Oggi questa canzone, contenuta nell’album “Non è per sempre”, mi viene incontro in maniera del tutto nuova rivestendo i panni di una profezia che, in questo periodo, si avvera proprio mentre la Chiesa universale, e le chiese particolari, iniziano un cammino sinodale carico di speranze!
In origine Manuel, sicuramente, pensava ad una donna mentre scriveva queste parole, una donna piena di insicurezze, incapace di ascoltare i segnali che potevano cambiarla, una donna paurosa del cambiamento, ferma nella sua efficacia e nella sua razionalità tanto da diventare quasi insensibile allo stupore.
Mentre il disco gira e il ritornello mi inchioda alla sedia penso alla Chiesa di oggi e non posso che pensare a quanta somiglianza c’è con questo testo.
2022 (sono passati 23 anni da quel 1999 di inizio articolo)… i giovani del Giubileo, con il loro fermento, ormai sono un bel ricordo che riposa nel cuore di molti adulti stanchi che si trascinano nelle nostre Emmaus della modernità. Stanchi e sazi di buoni propositi stanno abbandonando Gerusalemme per tornare a casa perché, alla fine, non hanno trovato più nulla che gli potesse far ardere il cuore come la Parola ascoltata nella loro gioventù.
Eppure, in questi anni, qualche stimolo per provare a cambiare le cose c’è stato… ma la paura ha prevalso e si è costruito un muro quasi impenetrabile formato da analisi sociologiche, ricerche di mercato, esperimenti pastorali senza una reale volontà di cambiamento, sventolando ai quattro venti la volontà di ascoltare quando poi, alla fine, ci interessa ascoltare solo chi ci piace a noi.
Torniamo però alla canzone che trova il suo centro in una frase che è colma di speranza….”puoi finger bene ma so che hai fame”.
E’ vero! Questo popolo ha fame di cose nuove, ha voglia di sentire ardere dentro il petto quel fuoco che sentiva una volta, ha voglia di condividere la vita vera con i fratelli e le sorelle che vivono la comunità, ha voglia di essere protagonista del cambiamento, ha voglia di fidarsi e di lanciarsi anche in avventure poco “efficaci” e senza “razionalità”… ha voglia di seguire l’esempio di Abramo che, ascoltata la voce di Dio, si getta nel deserto pur avendo raggiunto una tranquilla vecchiaia, ha la voglia di Pietro di gettare le reti in pieno giorno perché si fida delle parole del Maestro, ha la voglia di Paolo di partire solcando il Mediterraneo, naufragando diverse volte, finendo prigioniero per portare la speranza del Cristo risorto a tutti i popoli della terra… il problema è che questa voglia è contenuta nelle nostre scatole chiuse nelle soffitte del nostro cuore dove è scritto “Ma si è sempre fatto così”.
Vorrei terminare questa mia riflessione cercando di legare un po’ tutto il pensiero e non riesco a non pensare a quelle parole, pronunciate da San Giovanni Paolo II° durante la veglia della GMG a Tor Vergata, che riescono a dare un senso compiuto a questa mia riflessione.
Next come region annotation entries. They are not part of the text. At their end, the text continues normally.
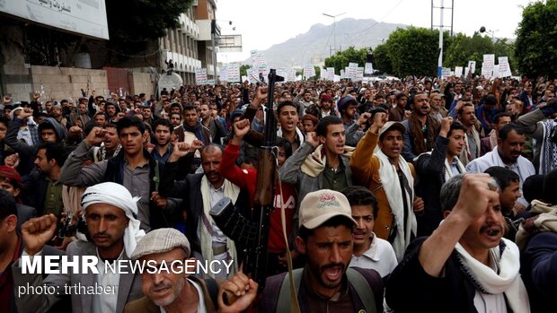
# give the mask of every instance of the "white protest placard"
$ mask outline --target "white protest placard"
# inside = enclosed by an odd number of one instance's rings
[[[492,77],[501,77],[501,74],[499,70],[499,65],[493,65],[493,75]]]
[[[364,74],[373,74],[373,64],[366,63],[366,69],[364,70]]]
[[[443,67],[441,69],[441,77],[449,77],[451,75],[450,67]]]
[[[334,67],[327,67],[327,77],[325,79],[328,81],[334,80]]]
[[[195,83],[198,85],[207,83],[207,68],[197,68],[195,70]]]
[[[248,74],[248,82],[250,83],[255,83],[259,82],[259,71],[256,68],[250,67],[246,71]]]
[[[315,76],[315,68],[312,65],[304,65],[304,77],[306,79]]]
[[[228,82],[240,82],[240,65],[231,63],[227,66]]]
[[[483,62],[482,63],[482,74],[488,77],[492,76],[494,66],[495,55],[483,55]]]
[[[223,65],[222,66],[219,67],[218,69],[219,74],[218,74],[218,78],[220,79],[221,82],[228,82],[228,65]]]
[[[296,82],[296,69],[294,68],[289,68],[288,69],[288,74],[287,75],[287,82]]]
[[[463,67],[462,66],[455,66],[455,76],[462,76],[463,75]]]
[[[508,64],[508,57],[499,57],[499,73],[500,74],[500,77],[512,76],[512,72],[510,71],[510,65]]]

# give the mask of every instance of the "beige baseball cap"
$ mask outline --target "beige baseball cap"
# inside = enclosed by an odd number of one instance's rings
[[[308,230],[315,229],[335,216],[346,216],[358,225],[352,218],[348,199],[334,190],[322,189],[305,195],[300,204],[299,215],[299,226]]]
[[[404,126],[404,124],[402,124],[401,122],[389,121],[389,122],[385,123],[383,127],[381,127],[381,129],[379,129],[379,140],[381,140],[381,135],[385,132],[386,132],[387,130],[391,130],[391,129],[398,129],[401,132],[402,132],[402,135],[404,135],[404,133],[406,133],[406,127]]]

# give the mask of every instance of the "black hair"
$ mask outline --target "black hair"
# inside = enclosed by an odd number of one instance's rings
[[[146,126],[145,124],[136,117],[124,117],[122,119],[118,121],[118,127],[116,128],[118,131],[118,135],[122,132],[122,129],[128,127],[137,127],[141,135],[145,133]]]
[[[508,137],[508,133],[510,133],[510,131],[512,130],[517,132],[517,134],[518,135],[525,135],[524,128],[522,128],[517,124],[510,123],[503,126],[499,130],[499,138],[504,142],[505,140],[507,140],[507,137]]]
[[[544,200],[544,175],[536,174],[529,176],[522,184],[522,194],[529,203],[533,200]]]
[[[186,113],[186,111],[191,111],[191,110],[195,110],[197,112],[198,111],[198,108],[196,106],[194,106],[193,104],[186,104],[184,106],[184,109],[183,109],[184,113]]]
[[[278,103],[278,105],[277,106],[277,114],[278,115],[280,114],[280,110],[282,109],[282,108],[284,108],[286,106],[291,106],[291,107],[296,108],[296,112],[297,114],[297,111],[298,111],[298,109],[299,109],[297,104],[296,104],[296,103],[294,103],[292,101],[289,101],[289,100],[286,100],[286,101],[282,101],[282,102]]]
[[[17,216],[15,199],[5,190],[0,190],[0,221],[10,215]]]
[[[343,125],[342,119],[337,116],[330,115],[323,117],[319,123],[317,123],[317,127],[315,127],[315,134],[321,136],[327,135],[327,129],[330,125]]]
[[[284,139],[283,137],[277,137],[277,141],[275,142],[275,145],[283,148],[284,152],[287,155],[287,159],[292,155],[292,143],[289,141]]]
[[[451,128],[449,128],[448,133],[446,133],[446,137],[450,137],[451,135],[453,135],[453,131],[455,130],[462,130],[463,132],[466,132],[466,130],[464,129],[464,126],[459,122],[459,121],[455,121],[451,124]]]
[[[497,114],[495,115],[495,117],[493,117],[493,123],[498,124],[498,123],[499,123],[499,120],[500,120],[501,117],[510,117],[510,113],[508,113],[508,112],[500,112],[500,113],[497,113]]]
[[[374,217],[377,216],[379,210],[377,198],[368,188],[362,186],[350,186],[342,190],[342,195],[346,196],[350,206],[371,205]]]
[[[354,227],[354,222],[350,221],[348,217],[344,215],[336,215],[329,220],[325,221],[323,224],[318,227],[339,227],[339,226],[346,226],[349,229],[352,230]],[[304,242],[307,242],[307,239],[310,236],[314,235],[315,229],[310,230],[305,228],[304,225],[300,227],[300,231],[298,232],[298,236],[304,240]]]
[[[518,174],[502,166],[492,166],[483,172],[490,174],[490,176],[497,181],[501,192],[508,187],[510,183],[520,182],[520,176],[518,176]]]
[[[156,126],[158,126],[168,127],[171,133],[174,130],[174,126],[172,125],[170,120],[166,118],[159,118],[156,121],[155,121],[155,124],[153,124],[153,131],[155,131],[156,129]]]
[[[67,152],[60,143],[42,143],[39,145],[37,152],[40,150],[45,149],[45,155],[47,156],[47,161],[50,161],[54,159],[57,164],[61,168],[66,162],[66,159],[67,158]]]

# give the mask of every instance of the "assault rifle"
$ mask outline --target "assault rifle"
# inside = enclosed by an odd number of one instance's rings
[[[267,273],[267,243],[269,240],[270,215],[274,208],[277,152],[277,119],[273,113],[275,83],[284,81],[276,70],[269,73],[269,93],[265,120],[264,142],[259,148],[257,187],[253,199],[254,207],[250,216],[244,216],[229,198],[223,198],[213,208],[210,215],[221,230],[237,246],[244,248],[243,272],[251,274],[260,288],[265,285]]]

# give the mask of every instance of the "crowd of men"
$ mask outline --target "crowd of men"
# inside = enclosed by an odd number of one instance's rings
[[[274,103],[247,83],[149,98],[4,96],[0,311],[553,311],[556,84],[304,81],[278,83]],[[246,247],[209,212],[227,197],[253,216],[269,115],[278,175],[261,288],[243,268]],[[22,271],[22,256],[59,255],[220,265]],[[117,287],[64,288],[76,284]]]

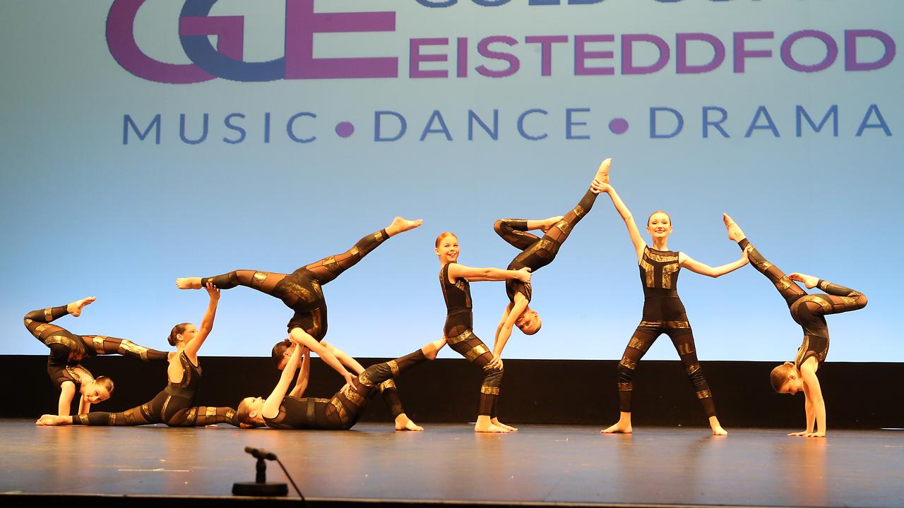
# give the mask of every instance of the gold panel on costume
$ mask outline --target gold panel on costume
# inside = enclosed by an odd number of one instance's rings
[[[254,275],[251,276],[251,287],[263,284],[267,280],[268,275],[269,274],[267,272],[254,272]]]
[[[107,337],[103,335],[94,335],[91,342],[94,343],[94,351],[98,352],[98,354],[104,353],[104,341]]]
[[[623,366],[623,367],[626,367],[628,369],[631,369],[632,371],[635,370],[636,368],[637,368],[637,362],[631,362],[631,359],[628,358],[627,356],[623,356],[622,357],[622,361],[619,362],[619,364],[621,366]]]
[[[499,395],[499,387],[481,385],[480,392],[485,395]]]
[[[345,399],[348,399],[349,402],[352,402],[355,406],[363,406],[364,402],[367,400],[363,395],[358,393],[352,388],[344,390],[342,394],[345,396]]]
[[[490,350],[484,344],[477,344],[465,353],[465,358],[467,358],[469,362],[474,362],[480,355],[489,353]]]
[[[681,269],[681,265],[673,263],[663,267],[663,289],[672,289],[672,274]]]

Ero un fortunato partecipante a quella veglia ed ho ancora nell’orecchio quell’invito che, tutt’ora, mi brucia dentro: “Se sarete quello che dovete essere, metterete fuoco in tutto il mondo!”. E’ una frase presa in prestito da Santa Caterina da Siena ma rimane un monito valido per tutte le epoche perché il fuoco cova sotto la cenere e, per farlo riaccendere, basta mettersi accanto a quelle persone che, da Gerusalemme, si stanno dirigendo verso Emmaus.
Non rinchiudiamoci Chiesa nelle nostre stanze, torniamo amici dei ragazzi di strada!